With the low setting the peak at the higher frequencies is not so pronounced and the high frequency attenuation somewhat greater. As previously mentioned, this causes some distortion of 'phone signals and accounts for the preference for the use of the high setting where it is permissible. When the low setting (C2) is used to reject a low frequency beat, say 200 cycles, the transmission curve is, as shown, practically flat as regards frequency distortion.

In using the Hetrofil on c.w. reception the frequency distortion is of no consequence and is only apparent as a "turning over" of the background noise level as the control is varied.

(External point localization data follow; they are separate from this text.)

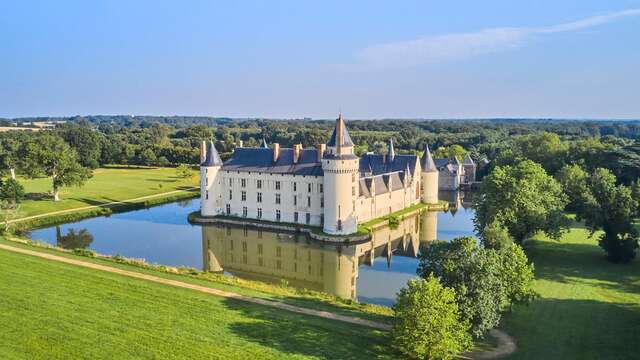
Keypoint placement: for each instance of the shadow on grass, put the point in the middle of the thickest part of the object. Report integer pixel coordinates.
(296, 334)
(574, 263)
(574, 329)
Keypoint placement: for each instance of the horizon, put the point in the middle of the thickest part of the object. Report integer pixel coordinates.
(287, 60)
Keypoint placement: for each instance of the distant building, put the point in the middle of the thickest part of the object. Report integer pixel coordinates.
(453, 174)
(327, 185)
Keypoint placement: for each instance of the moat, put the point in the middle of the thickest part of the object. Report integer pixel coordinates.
(371, 272)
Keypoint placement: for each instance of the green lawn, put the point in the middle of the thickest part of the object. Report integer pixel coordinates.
(107, 185)
(588, 308)
(52, 310)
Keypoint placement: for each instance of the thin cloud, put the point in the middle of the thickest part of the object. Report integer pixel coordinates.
(438, 48)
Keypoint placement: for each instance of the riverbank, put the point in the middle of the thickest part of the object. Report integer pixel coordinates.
(110, 190)
(101, 315)
(588, 308)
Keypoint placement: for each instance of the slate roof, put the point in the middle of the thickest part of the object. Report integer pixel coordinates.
(375, 164)
(212, 158)
(259, 159)
(450, 165)
(346, 139)
(426, 163)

Naturally, many other uses of the Hetrofil circuit will suggest themselves. It is perfectly feasible to use the circuit with a receiver already equipped with a crystal filter and thus afford a means of eliminating more than one interfering heterodyne. Indeed, if the receiver has enough audio gain two or more Hetrofils can be used in series to reject two more beat notes. One might even construct a deluxe model with a stage of audio ahead of two Hetrofil circuits and the switching so arranged that as each Hetrofil is cut in the audio gain would be automatically advanced to keep a constant level. But then the extreme simplicity of the device, its major advantage, would be lost.

If applied to superregenerative receivers the audible interruption frequency can be taken out quite well where a separate tube is used as an interruption frequency oscillator and fairly pure tone is generated. Where a self-quenched detector is used and a hiss of considerable bandwidth is obtained, the Hetrofil will remove the major part of the hiss but not all.